Sbarro LLC filed a petition with the U.S Bankruptcy Court for the Southern District of New York seeking reorganization under Chapter 11 of the U.S. Bankruptcy Code.
The filing was made to implement a prepackaged reorganization plan supported by a near-unanimous majority of the company’s lenders representing 98 percent of the Company’s debt. The consensual filing is designed to allow for a quick exit from bankruptcy as the Company executes a broader plan developed by the new management team that included the closure of underperforming stores.
The group of lenders supporting the prepackaged plan of reorganization are providing $20 million of debtor-in-possession financing to the company that will remain on the balance sheet post-bankruptcy, and the approximately $140 million of outstanding secured debt will be eliminated, with priority lenders receiving substantially all of the equity in the reorganized business.
“The agreement among the company’s lenders is an indication of the support and confidence they have in the growth strategies developed by the new management team over the past nine months. The board and senior management team are committed to ensuring Sbarro’s future growth and success and today’s filing is a necessary step to achieve those goals,” says David Karam, Sbarro chairman and chief executive officer.
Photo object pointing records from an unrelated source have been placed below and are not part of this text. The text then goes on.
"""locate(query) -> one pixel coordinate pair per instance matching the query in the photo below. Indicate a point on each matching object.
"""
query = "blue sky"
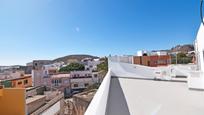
(46, 29)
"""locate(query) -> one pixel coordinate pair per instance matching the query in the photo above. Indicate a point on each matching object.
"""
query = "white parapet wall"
(196, 78)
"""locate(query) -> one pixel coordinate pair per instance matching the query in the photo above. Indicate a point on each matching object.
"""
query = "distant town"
(70, 82)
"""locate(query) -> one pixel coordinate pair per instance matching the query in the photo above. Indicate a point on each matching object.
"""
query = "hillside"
(73, 58)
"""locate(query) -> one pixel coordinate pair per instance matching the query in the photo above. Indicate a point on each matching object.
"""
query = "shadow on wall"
(117, 104)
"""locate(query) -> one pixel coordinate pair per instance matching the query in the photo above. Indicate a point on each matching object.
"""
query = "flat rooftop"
(34, 98)
(132, 96)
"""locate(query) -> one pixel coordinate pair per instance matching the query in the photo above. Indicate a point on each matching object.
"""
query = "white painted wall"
(53, 109)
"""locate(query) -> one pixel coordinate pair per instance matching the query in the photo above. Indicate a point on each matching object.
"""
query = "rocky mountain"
(73, 58)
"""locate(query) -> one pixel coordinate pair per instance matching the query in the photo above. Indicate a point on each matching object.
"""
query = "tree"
(103, 67)
(72, 67)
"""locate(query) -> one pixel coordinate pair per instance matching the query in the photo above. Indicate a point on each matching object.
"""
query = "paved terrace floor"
(129, 96)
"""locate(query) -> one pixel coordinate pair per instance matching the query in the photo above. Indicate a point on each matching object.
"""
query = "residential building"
(81, 101)
(21, 82)
(9, 97)
(90, 64)
(62, 82)
(124, 58)
(10, 74)
(130, 89)
(153, 59)
(44, 101)
(81, 80)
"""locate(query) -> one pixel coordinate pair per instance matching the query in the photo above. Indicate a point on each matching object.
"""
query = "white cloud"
(77, 29)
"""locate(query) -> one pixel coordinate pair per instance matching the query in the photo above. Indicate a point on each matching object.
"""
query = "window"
(26, 81)
(60, 81)
(86, 84)
(19, 83)
(75, 85)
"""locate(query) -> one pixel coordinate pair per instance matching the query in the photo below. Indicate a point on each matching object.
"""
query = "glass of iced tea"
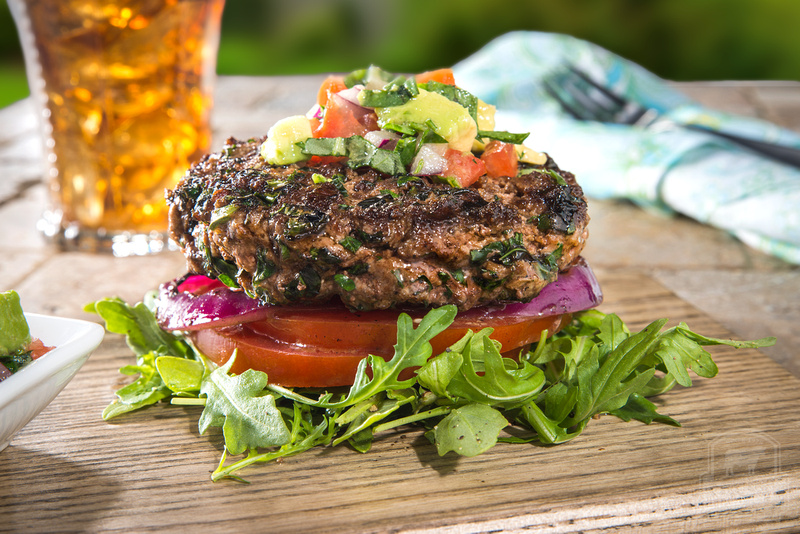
(125, 89)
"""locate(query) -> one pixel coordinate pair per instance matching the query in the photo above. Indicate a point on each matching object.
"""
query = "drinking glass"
(124, 89)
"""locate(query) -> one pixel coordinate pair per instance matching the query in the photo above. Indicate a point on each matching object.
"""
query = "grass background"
(676, 39)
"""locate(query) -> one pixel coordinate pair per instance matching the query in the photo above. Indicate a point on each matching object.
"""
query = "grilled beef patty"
(297, 233)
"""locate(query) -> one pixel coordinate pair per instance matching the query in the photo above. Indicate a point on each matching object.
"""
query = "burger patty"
(298, 233)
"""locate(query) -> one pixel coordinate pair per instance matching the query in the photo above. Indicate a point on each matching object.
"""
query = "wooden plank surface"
(733, 466)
The combination of the store closure strategy and the balance sheet restructuring contemplated by the prepackaged plan will improve the Company’s profitability and reduce its outstanding debt by more than 80 percent, resulting in a much stronger organization. As part of the agreed plan, the company will run a marketing process for any topping bids to ensure creditor recoveries are maximized, but in the absence of an alternative transaction will seek to promptly confirm the standalone reorganization.
Sbarro has more than 800 stores worldwide in more than 40 countries including 81 new stores opened in 2013. The filing does not affect the 600 franchise locations worldwide.